Sure, he is going to miss some section/strips of the harvest field, slip a little along the way, and fall occasionally, but that's not the point. That is never the point in the history of our own human struggles. 
It is always how you pick yourself up, continue the good path, and end well that eventually counts. 
Mind you, LHL was voted in not because he is perfect. He is voted in because he can be trusted to work within his means, try his best, and most of all, lead the country as humanly possible as he can. 
Ironically I agree with LHY that the dispute between them ought to go beyond "bricks and mortar" because that's the legacy of the founding fathers. 
But more than that, it ought to go beyond Oxley, beyond what is naively interpreted as "incorruptibility", and beyond an easily professed ideal or two. 
Alas, the dispute should go beyond personal vendetta or wounded pride and ego. And if the dispute ever finds rest in a place of settlement, let it be in a place of understanding and forgiveness. 
There is therefore no need for LHY and his family to uproot and leave the country. But the greater and more urgent need is for him, his sister and his brother to return home and sit by the table they once shared as a family with the laughter and joy, and start the slow but steadfast process of healing and recovery with one another. 
If I have learnt anything from Mdm Ng and her son, who lived a simple life together, but love so deeply even till the end, I would dare say that nothing replaces family. Not money, not power, not fame, and surely not individual pride or jealousy. Those things are holes that cannot be filled because it has no bottom. 
But family can. It's like a plot of fertile land, and whatever good you plant in it, grows. Love grows in family. Understanding blossoms too. Forgiveness is easy when love and understanding take the lead.
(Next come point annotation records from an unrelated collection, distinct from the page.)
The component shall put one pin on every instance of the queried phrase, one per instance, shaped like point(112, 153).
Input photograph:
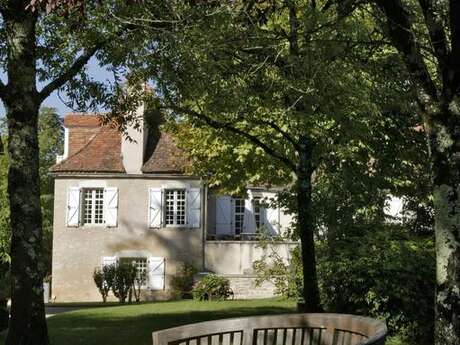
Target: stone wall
point(234, 259)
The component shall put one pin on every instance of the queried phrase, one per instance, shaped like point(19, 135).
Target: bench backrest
point(287, 329)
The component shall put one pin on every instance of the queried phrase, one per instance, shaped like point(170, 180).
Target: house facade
point(119, 200)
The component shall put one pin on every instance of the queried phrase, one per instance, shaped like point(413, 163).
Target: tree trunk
point(307, 242)
point(444, 142)
point(27, 324)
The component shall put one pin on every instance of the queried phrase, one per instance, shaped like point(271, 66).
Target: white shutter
point(73, 206)
point(155, 207)
point(272, 220)
point(110, 206)
point(224, 215)
point(156, 273)
point(249, 220)
point(193, 207)
point(109, 260)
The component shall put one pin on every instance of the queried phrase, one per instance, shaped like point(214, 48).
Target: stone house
point(119, 200)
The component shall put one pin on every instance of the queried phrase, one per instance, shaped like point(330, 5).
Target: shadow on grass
point(104, 328)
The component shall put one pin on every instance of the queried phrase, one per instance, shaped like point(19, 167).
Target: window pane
point(169, 203)
point(99, 206)
point(175, 207)
point(93, 207)
point(180, 209)
point(88, 207)
point(257, 211)
point(239, 215)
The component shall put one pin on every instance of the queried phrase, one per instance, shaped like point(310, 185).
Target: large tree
point(47, 42)
point(426, 34)
point(273, 75)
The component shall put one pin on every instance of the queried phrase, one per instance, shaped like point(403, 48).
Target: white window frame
point(93, 206)
point(258, 211)
point(175, 207)
point(235, 214)
point(132, 261)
And joy is the harvest that awaits the family united as one. 
I therefore pray that as fallible as we are, whether as a leader, sibling, father or son, our eyes will always be on what is enduring, timeless and redeeming. 
Let's not mistake the frame for the whole picture, a pixel for the whole image, a molehill to be the mountain, the form for the substance, incorruptibility for humanity, and most relevantly, a house for a home. 
And if home is where the heart is, then, let's keep it that way and do all we can to leave the feud at the door and together mend the hearts over a warm meal in the living room. Cheerz.